Menu

Kelompok Internasional Gavi Bekerja Sama Untuk Mendanai Program Imunisasi Hingga Tahun 2025 Ditengah Pandemi Virus Corona

Devi 5 Jun 2020, 08:48
Kelompok Internasional Gavi Bekerja Sama Untuk Mendanai Program Imunisasi Hingga Tahun 2025 Ditengah Pandemi Virus Corona
Kelompok Internasional Gavi Bekerja Sama Untuk Mendanai Program Imunisasi Hingga Tahun 2025 Ditengah Pandemi Virus Corona

Bulan lalu, WHO, agen anak-anak PBB, UNICEF, dan Gavi memperingatkan bahwa layanan vaksin terganggu di hampir 70 negara, memengaruhi sekitar 80 juta anak di bawah usia satu tahun.

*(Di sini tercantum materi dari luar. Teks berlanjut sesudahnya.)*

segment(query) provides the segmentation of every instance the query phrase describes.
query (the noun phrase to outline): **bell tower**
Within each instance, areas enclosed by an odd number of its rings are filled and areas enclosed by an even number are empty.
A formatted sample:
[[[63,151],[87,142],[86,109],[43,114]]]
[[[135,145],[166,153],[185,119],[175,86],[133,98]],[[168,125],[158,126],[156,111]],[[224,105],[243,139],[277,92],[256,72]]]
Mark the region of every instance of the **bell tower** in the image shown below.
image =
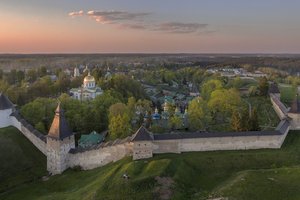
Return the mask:
[[[72,148],[75,148],[75,137],[59,103],[47,135],[47,170],[51,174],[61,174],[68,168],[68,154]]]

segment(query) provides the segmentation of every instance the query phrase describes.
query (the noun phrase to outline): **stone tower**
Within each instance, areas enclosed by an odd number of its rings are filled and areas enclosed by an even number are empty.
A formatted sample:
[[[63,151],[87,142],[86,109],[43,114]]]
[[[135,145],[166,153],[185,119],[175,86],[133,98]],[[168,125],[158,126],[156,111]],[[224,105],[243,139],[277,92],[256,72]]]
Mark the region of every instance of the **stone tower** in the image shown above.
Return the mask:
[[[133,135],[133,160],[151,158],[153,155],[153,135],[143,126]]]
[[[47,135],[47,170],[51,174],[60,174],[68,168],[68,155],[72,148],[75,148],[75,137],[58,104]]]

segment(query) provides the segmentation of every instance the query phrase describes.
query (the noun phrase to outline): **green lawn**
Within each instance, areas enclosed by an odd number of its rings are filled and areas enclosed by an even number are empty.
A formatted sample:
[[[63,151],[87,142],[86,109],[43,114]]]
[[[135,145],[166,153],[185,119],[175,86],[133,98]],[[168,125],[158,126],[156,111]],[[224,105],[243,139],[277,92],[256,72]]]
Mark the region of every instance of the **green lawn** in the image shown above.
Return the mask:
[[[300,167],[247,170],[237,173],[215,191],[215,197],[232,199],[300,199]]]
[[[249,102],[251,104],[251,108],[256,108],[258,115],[258,122],[261,127],[261,130],[274,130],[279,124],[280,120],[277,117],[276,112],[272,106],[271,100],[269,97],[243,97],[242,101],[245,107],[248,109]],[[227,121],[230,121],[228,119]],[[227,123],[218,123],[210,126],[210,131],[232,131],[230,122]]]
[[[6,137],[8,132],[17,134],[14,129],[5,130]],[[41,156],[36,150],[32,153]],[[42,160],[46,162],[43,157],[38,162]],[[13,161],[10,165],[8,172],[17,171]],[[175,181],[172,199],[299,199],[299,165],[300,132],[291,132],[279,150],[164,154],[141,161],[125,158],[94,170],[68,170],[47,181],[34,180],[0,194],[0,199],[153,199],[158,195],[156,176]],[[35,177],[44,173],[45,163],[35,167]],[[122,178],[124,173],[129,180]]]
[[[269,97],[249,97],[245,100],[251,103],[252,108],[256,108],[262,130],[274,130],[277,127],[280,120]]]
[[[17,129],[0,129],[0,192],[45,175],[46,157]]]
[[[291,102],[295,99],[297,94],[297,89],[292,87],[291,85],[279,85],[279,90],[281,93],[281,101],[285,103],[288,107],[290,106]]]

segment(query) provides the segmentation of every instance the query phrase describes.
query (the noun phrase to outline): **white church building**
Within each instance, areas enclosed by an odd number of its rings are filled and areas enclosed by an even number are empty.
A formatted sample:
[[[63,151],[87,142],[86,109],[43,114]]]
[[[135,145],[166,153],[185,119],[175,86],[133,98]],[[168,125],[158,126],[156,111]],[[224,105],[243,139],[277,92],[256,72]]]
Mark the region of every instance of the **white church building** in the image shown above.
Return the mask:
[[[91,100],[95,99],[98,95],[102,95],[103,91],[100,87],[96,86],[95,78],[89,72],[83,80],[83,85],[79,88],[72,88],[70,94],[74,99]]]

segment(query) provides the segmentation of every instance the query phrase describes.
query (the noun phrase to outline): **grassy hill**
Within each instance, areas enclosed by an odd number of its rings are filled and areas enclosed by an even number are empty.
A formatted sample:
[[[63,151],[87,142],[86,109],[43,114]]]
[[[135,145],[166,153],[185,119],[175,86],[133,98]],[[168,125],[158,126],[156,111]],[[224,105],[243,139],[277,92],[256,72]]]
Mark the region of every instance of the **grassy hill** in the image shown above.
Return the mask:
[[[0,129],[0,193],[45,175],[46,157],[16,128]]]
[[[300,132],[291,132],[279,150],[164,154],[141,161],[125,158],[94,170],[73,169],[46,181],[35,180],[0,194],[0,199],[146,200],[171,193],[172,199],[299,199],[299,165]],[[44,167],[36,170],[43,172]],[[124,173],[129,180],[122,178]]]

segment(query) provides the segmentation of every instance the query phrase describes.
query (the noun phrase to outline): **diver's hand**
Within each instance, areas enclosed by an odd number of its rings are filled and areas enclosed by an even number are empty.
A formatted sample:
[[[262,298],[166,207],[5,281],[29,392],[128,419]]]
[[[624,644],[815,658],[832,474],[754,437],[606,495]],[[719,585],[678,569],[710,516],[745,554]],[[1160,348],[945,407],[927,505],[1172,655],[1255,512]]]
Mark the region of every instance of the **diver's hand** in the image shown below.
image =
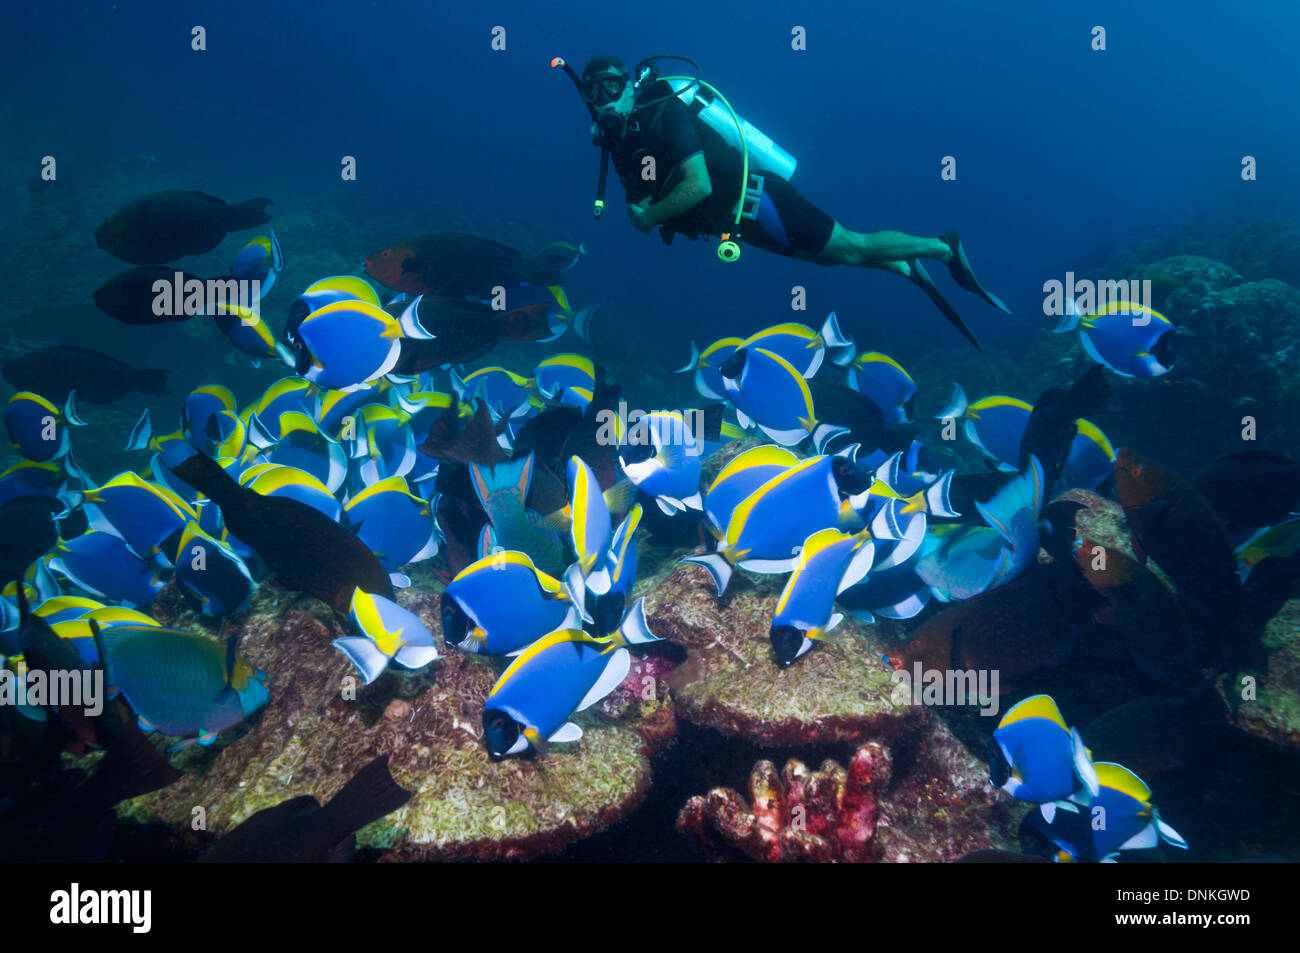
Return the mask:
[[[647,220],[647,213],[650,210],[649,197],[643,198],[640,202],[627,207],[627,217],[632,220],[637,231],[651,232],[654,231],[654,223]]]

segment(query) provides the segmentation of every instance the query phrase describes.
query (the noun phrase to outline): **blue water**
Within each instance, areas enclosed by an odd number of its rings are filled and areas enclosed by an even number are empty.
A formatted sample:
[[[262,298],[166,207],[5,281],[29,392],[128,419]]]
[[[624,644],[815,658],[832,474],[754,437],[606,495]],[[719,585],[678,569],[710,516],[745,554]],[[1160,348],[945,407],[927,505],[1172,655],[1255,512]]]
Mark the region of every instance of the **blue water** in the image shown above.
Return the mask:
[[[872,347],[908,356],[918,338],[957,344],[895,278],[821,270],[753,251],[671,248],[625,220],[611,176],[606,220],[590,214],[596,151],[567,79],[613,52],[629,64],[681,53],[747,119],[799,159],[794,184],[857,230],[959,229],[985,284],[1015,316],[956,303],[994,346],[1043,322],[1044,281],[1095,266],[1159,227],[1292,213],[1300,195],[1293,51],[1300,17],[1252,2],[911,5],[818,3],[798,14],[741,3],[640,7],[121,0],[8,11],[6,151],[18,169],[68,156],[149,152],[196,187],[347,201],[373,214],[447,209],[584,242],[571,288],[606,314],[653,323],[680,360],[680,324],[711,339],[837,309]],[[190,29],[207,50],[190,49]],[[1090,49],[1102,25],[1107,49]],[[806,28],[807,49],[791,49]],[[506,50],[491,30],[506,30]],[[1259,178],[1243,182],[1243,155]],[[339,163],[356,156],[358,178]],[[957,180],[940,180],[940,160]],[[71,169],[69,173],[71,174]],[[359,253],[369,253],[365,249]],[[941,279],[946,280],[946,279]],[[657,355],[656,355],[657,356]]]

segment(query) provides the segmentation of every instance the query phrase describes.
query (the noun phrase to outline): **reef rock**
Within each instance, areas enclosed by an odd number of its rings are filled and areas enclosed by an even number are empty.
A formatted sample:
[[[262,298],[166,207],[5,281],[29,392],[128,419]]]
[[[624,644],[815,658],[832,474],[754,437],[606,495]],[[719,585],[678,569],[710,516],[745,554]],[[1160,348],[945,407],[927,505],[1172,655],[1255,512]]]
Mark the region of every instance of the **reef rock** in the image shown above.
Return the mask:
[[[1232,236],[1228,263],[1248,280],[1277,278],[1300,287],[1300,223],[1252,222]]]
[[[687,652],[671,683],[679,717],[765,747],[888,741],[925,717],[890,699],[892,671],[881,656],[902,638],[895,623],[846,618],[844,641],[777,668],[768,631],[783,580],[738,572],[720,603],[707,571],[685,564],[647,595],[651,630]]]
[[[1291,751],[1300,750],[1300,599],[1286,603],[1264,629],[1268,673],[1251,686],[1226,678],[1221,690],[1242,731]],[[1242,695],[1254,697],[1242,698]]]
[[[154,613],[197,628],[179,597],[164,590]],[[437,597],[403,590],[399,601],[440,631]],[[552,853],[626,816],[650,783],[650,749],[662,748],[671,713],[633,689],[615,719],[578,715],[584,736],[545,758],[488,759],[481,735],[483,701],[504,667],[455,649],[419,672],[391,666],[362,686],[331,645],[345,633],[324,603],[259,587],[249,611],[229,616],[222,636],[238,632],[240,653],[271,675],[271,701],[250,723],[175,763],[185,777],[130,802],[123,813],[174,825],[178,850],[198,850],[249,815],[304,794],[327,801],[356,770],[389,755],[398,784],[414,792],[405,807],[358,832],[358,847],[381,860],[518,859]],[[443,649],[443,651],[446,651]],[[638,663],[640,664],[640,663]],[[645,677],[655,677],[647,669]],[[665,698],[666,677],[656,684]],[[348,689],[353,688],[354,692]],[[637,682],[636,692],[645,692]],[[205,831],[191,823],[203,808]]]

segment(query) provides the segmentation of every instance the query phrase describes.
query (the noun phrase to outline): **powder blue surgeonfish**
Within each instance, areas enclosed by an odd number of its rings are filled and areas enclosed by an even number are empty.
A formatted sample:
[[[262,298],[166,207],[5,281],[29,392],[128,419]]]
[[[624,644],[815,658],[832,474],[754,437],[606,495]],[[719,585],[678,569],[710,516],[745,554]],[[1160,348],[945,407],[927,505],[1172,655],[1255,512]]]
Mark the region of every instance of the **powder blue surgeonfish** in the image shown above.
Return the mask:
[[[73,405],[75,392],[60,410],[40,394],[19,391],[5,405],[5,428],[15,450],[36,463],[60,460],[68,453],[68,425],[85,423]]]
[[[1002,716],[989,745],[989,778],[1012,797],[1042,805],[1049,822],[1057,802],[1099,790],[1083,739],[1050,695],[1031,695]]]
[[[181,533],[176,582],[199,600],[204,615],[238,612],[253,595],[253,576],[244,561],[193,521]]]
[[[720,368],[727,399],[742,428],[750,422],[782,446],[792,447],[816,431],[812,393],[798,369],[761,347],[738,348]]]
[[[236,654],[235,639],[213,639],[162,626],[92,623],[105,678],[126,698],[146,731],[213,742],[267,703],[267,675]],[[195,738],[187,736],[197,734]]]
[[[533,381],[504,367],[480,367],[464,378],[453,371],[451,380],[452,388],[464,403],[472,406],[481,397],[495,417],[522,414],[527,410],[524,405],[533,397]]]
[[[87,490],[83,502],[91,506],[92,529],[114,532],[145,559],[161,557],[162,562],[174,551],[164,546],[168,537],[199,518],[193,507],[171,490],[130,470]]]
[[[500,761],[530,748],[578,741],[574,712],[596,704],[627,676],[631,658],[617,639],[560,629],[538,639],[510,663],[483,703],[483,740]]]
[[[129,606],[152,604],[163,587],[157,570],[122,537],[99,530],[55,546],[49,568],[96,598]]]
[[[1111,301],[1085,315],[1067,299],[1055,331],[1076,328],[1088,356],[1122,377],[1159,377],[1174,366],[1173,322],[1146,305]]]
[[[23,460],[0,473],[0,506],[20,496],[58,496],[67,482],[57,463]]]
[[[1038,511],[1043,505],[1043,467],[1029,458],[1025,472],[988,503],[975,508],[987,526],[931,527],[916,574],[936,599],[970,599],[1015,579],[1038,557]]]
[[[885,423],[904,424],[912,419],[916,381],[888,354],[866,351],[849,365],[848,384],[866,394],[884,412]]]
[[[803,541],[839,520],[840,495],[831,461],[827,456],[809,457],[777,473],[726,517],[716,552],[683,561],[708,569],[719,595],[726,591],[733,566],[758,573],[789,572]]]
[[[564,553],[559,532],[524,503],[533,481],[533,455],[492,467],[471,463],[469,473],[474,492],[488,515],[478,554],[513,549],[527,553],[544,572],[562,572]]]
[[[511,550],[466,566],[442,597],[442,637],[466,652],[512,655],[581,621],[560,581]]]
[[[538,362],[533,380],[538,393],[548,399],[559,400],[563,391],[574,388],[590,394],[596,385],[596,365],[582,354],[552,354]]]
[[[1022,837],[1026,827],[1035,830],[1059,848],[1056,860],[1066,863],[1114,863],[1126,851],[1149,849],[1162,840],[1187,850],[1187,841],[1151,803],[1145,781],[1113,761],[1093,767],[1099,791],[1082,810],[1077,800],[1068,800],[1052,817],[1033,812],[1021,825]]]
[[[305,470],[337,493],[348,476],[347,452],[339,442],[307,414],[294,410],[280,415],[279,430],[268,462]]]
[[[403,668],[424,668],[438,658],[429,627],[409,609],[391,599],[355,589],[350,605],[352,625],[361,633],[335,639],[333,645],[348,657],[369,685],[396,662]]]
[[[695,390],[701,397],[709,400],[726,400],[726,388],[722,382],[722,365],[736,353],[743,338],[719,338],[703,351],[695,342],[691,342],[691,359],[677,368],[678,374],[695,372]]]
[[[343,507],[344,517],[389,574],[438,554],[438,527],[429,504],[394,476],[366,487]],[[405,577],[399,581],[410,585]]]
[[[294,366],[293,352],[275,339],[256,308],[236,302],[219,302],[212,320],[236,350],[253,359],[250,363],[254,367],[260,366],[265,358],[275,358]]]
[[[244,281],[261,283],[260,293],[266,294],[275,284],[276,275],[284,270],[284,252],[275,232],[259,236],[239,250],[230,264],[230,273]]]
[[[799,462],[785,447],[752,447],[734,457],[718,472],[704,495],[704,514],[719,535],[727,531],[731,514],[740,502],[778,473]]]
[[[772,616],[770,637],[780,668],[789,668],[840,624],[844,617],[833,612],[835,597],[866,577],[874,556],[875,543],[865,530],[849,535],[823,529],[804,540]]]
[[[703,509],[700,473],[705,448],[686,418],[676,411],[655,411],[638,420],[629,437],[636,433],[647,438],[643,450],[630,443],[619,448],[619,466],[627,478],[669,516]]]
[[[306,470],[276,463],[258,463],[240,473],[239,482],[262,496],[285,496],[320,510],[335,522],[342,519],[343,505],[338,498]],[[219,513],[220,509],[217,511]]]
[[[850,348],[853,339],[840,331],[839,320],[832,311],[822,323],[821,331],[814,331],[806,324],[793,321],[775,324],[770,328],[756,331],[745,338],[736,349],[763,348],[779,355],[791,367],[804,377],[812,377],[822,366],[822,359],[827,348]],[[841,362],[852,359],[853,352],[846,351]]]
[[[596,595],[603,595],[609,591],[609,571],[605,565],[613,531],[609,506],[596,474],[581,457],[569,458],[568,477],[573,512],[569,537],[578,556],[575,565],[586,587]]]
[[[304,351],[294,369],[318,387],[352,391],[397,364],[402,327],[383,308],[360,300],[336,301],[298,326]]]
[[[954,384],[948,406],[935,416],[964,421],[966,439],[997,461],[998,469],[1011,472],[1018,466],[1020,442],[1033,412],[1033,404],[1002,394],[969,403],[961,385]]]
[[[376,308],[380,305],[375,289],[355,275],[331,275],[313,282],[289,305],[289,315],[284,322],[284,336],[297,356],[296,363],[310,360],[307,345],[298,333],[302,322],[326,305],[340,301],[363,301]]]
[[[1080,417],[1074,425],[1077,430],[1061,471],[1061,483],[1067,490],[1095,490],[1114,475],[1115,448],[1091,421]]]

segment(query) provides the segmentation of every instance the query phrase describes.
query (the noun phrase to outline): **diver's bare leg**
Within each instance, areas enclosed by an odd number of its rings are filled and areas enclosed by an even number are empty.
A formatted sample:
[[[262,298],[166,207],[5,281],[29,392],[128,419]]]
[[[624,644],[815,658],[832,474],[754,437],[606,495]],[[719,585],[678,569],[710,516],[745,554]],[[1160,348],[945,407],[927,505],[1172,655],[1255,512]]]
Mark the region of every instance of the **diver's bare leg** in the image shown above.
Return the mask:
[[[909,276],[906,262],[913,258],[935,258],[947,264],[952,248],[941,238],[895,231],[854,232],[836,222],[826,247],[811,256],[820,265],[885,268],[905,277]]]

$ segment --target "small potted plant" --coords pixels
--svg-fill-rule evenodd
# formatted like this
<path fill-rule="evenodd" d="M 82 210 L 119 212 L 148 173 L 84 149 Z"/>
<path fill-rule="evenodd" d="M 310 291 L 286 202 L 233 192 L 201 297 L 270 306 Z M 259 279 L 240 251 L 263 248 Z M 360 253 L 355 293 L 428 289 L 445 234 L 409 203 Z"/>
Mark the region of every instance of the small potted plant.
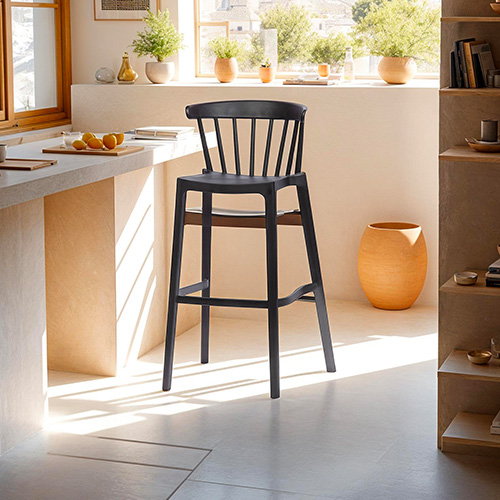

"Campak masih menjadi pembunuh global", kata Annie Sparrow, asisten profesor ilmu kesehatan dan kebijakan populasi di Sekolah Kedokteran Icahn di Gunung Sinai di New York, mengutip wabah di negara-negara Afrika sub-Sahara, AS, dan bagian lain di Utara. Amerika juga di Kamboja, Ukraina dan Italia.

"Ini bukan pandemi terakhir dan kami perlu membuat semua orang sedikit lebih kuat dan lebih tangguh karena memasukkan semua uang kami ke dalam vaksin COVID tidak mempersiapkan kami untuk pandemi berikutnya atau yang setelah itu," katanya kepada Al Jazeera. . "Kita harus sangat pintar tentang ini dan melihat populasi yang rentan."

Upaya pemberantasan polio dihentikan di banyak negara, sementara kampanye vaksinasi campak juga ditahan di 27 negara, menurut UNICEF.

"Kami tidak dapat menukar satu wabah mematikan dengan wabah yang lain. Kami tidak mampu kehilangan keuntungan kesehatan selama berpuluh-puluh tahun yang setiap orang telah bekerja keras untuk mencapainya," Henrietta Fore, direktur eksekutif UNICEF, mengatakan. "Kita perlu upaya bersama dan terpadu untuk mengembalikan vaksinasi ke jalurnya dan ada banyak cara untuk melakukan ini.

Guterres mendesak konferensi untuk berkomitmen untuk menemukan "cara aman untuk terus memberikan vaksinasi, bahkan ketika COVID-19 menyebar".